[Seminar] Automated Load Testing at Facebook's Scale

김원호 (Wonho Kim)
Software engineer
Tuesday, December 16th 2014, 11:00am

■호스트: 전병곤 교수(x1928, 02-880-1928)


Facebook's infrastructure serves millions requests per second, providing reliable personalized experience to more than a billion people from all over the world. It is comprised of hundreds of distributed, interconnected internal services which rapidly evolve and change in a decentralized manner. This infrastructure is deployed amongst many geographically distributed datacenters.

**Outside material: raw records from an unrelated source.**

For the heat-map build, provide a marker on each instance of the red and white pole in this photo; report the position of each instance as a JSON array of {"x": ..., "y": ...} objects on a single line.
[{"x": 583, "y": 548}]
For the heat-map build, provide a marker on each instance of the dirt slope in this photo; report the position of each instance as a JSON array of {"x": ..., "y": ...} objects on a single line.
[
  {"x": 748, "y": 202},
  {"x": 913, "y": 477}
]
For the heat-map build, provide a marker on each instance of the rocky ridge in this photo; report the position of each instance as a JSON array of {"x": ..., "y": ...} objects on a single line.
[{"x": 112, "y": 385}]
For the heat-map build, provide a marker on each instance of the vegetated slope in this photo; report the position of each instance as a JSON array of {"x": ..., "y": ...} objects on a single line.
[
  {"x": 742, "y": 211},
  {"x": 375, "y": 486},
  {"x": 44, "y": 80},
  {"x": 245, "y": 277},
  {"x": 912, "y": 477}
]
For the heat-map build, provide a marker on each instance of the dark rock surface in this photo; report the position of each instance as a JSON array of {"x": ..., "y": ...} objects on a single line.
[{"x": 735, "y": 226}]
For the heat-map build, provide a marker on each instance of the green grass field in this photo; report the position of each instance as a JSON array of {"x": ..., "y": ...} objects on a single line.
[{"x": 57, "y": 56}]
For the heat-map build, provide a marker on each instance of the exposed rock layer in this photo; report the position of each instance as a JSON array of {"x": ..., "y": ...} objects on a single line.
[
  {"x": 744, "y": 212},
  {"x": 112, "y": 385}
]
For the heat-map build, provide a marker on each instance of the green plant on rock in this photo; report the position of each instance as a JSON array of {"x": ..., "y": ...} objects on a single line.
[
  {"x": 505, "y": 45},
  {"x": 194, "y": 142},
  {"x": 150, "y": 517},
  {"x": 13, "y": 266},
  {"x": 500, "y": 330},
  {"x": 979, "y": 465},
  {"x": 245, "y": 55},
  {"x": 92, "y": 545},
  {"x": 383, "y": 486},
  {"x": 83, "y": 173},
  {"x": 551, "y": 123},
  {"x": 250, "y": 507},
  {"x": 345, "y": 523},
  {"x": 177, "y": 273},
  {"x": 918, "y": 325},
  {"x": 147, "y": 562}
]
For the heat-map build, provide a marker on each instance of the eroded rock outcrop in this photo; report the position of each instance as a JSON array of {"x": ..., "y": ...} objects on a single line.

This presents non-trivial capacity management challenges: we need a reliable tool for understanding capacity bottlenecks and analyzing performance of individual services so that we can appropriately allocate resources amongst these services. Understanding the capacity of each of these datacenters is critical to guarantee optimal user experience during planned and unplanned datacenter outages.

To meet these challenges, we developed Keanu, a family of automated continuous load testing tools running at different levels of infrastructure hierarchy. Keanu provides essential information for optimizing resource allocation, it identifies capacity regressions and is used as an A/B testing framework for improving performance of individual services. In this talk I’ll describe and motivate the approach for continuous load testing of large-scale systems. I’ll also present the common patterns that cause problems in our infrastructure and talk about the ways load testing is essential to unveil these issues.

Speaker Bio

Wonho Kim is a software engineer in the infrastructure group at Facebook, where he works on datacenter capacity management and disaster recovery. He received his Ph.D. in Computer Science from Princeton University (2012), an M.A. from Princeton University (2010), and a B.S. from Seoul National University (2006). He is a recipient of Doctoral Study Fellowship from Korean Foundation for Advanced Studies (KFAS).